Toronto-based rival DataMirror Corp. dropped its bid last May to buy Vision’s South Africa-based parent, Idion Technology Holdings Ltd., after two years of trying.
DataMirror gave up trying to buy a majority stake in Idion and has sold its shares in the company to South African investor VenFin Ltd. and other institutional buyers. The stock sale ended a drawn-out battle that spanned two continents and got nasty at times.
Broadcom Options
It’s going to be interesting to see how the market responds to new accounting rules requiring companies to expense stock options.
Take Broadcom,in the company’s recent annual report, it noted “the adoption of (those rules) will have a significant impact on our reported results of operations, although it will have no impact on our overall financial position.”
Treating stock options as expenses would have cost some $677 million last year and resulted in a loss, Broadcom said. The chipmaker would have lost about $395 million last year instead of posting a $207 million profit.
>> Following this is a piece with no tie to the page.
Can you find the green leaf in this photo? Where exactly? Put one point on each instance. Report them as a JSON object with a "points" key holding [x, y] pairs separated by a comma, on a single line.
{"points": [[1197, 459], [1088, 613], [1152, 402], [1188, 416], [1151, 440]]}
The Securities and Exchange Commission is working on rules to govern stock option expensing.
But even a cursory glance at Broadcom’s balance sheet shows a strong company. Cash at the end of the fourth quarter was $858 million, compared to $558 million in the same quarter a year ago.
Cash, of course, is perhaps the most important thing to a company. And for a company such as Broadcom,still heavy with non-cash expenses like goodwill amortization and stock option compensation plans,looking at the cash balance might be a better gauge of its business.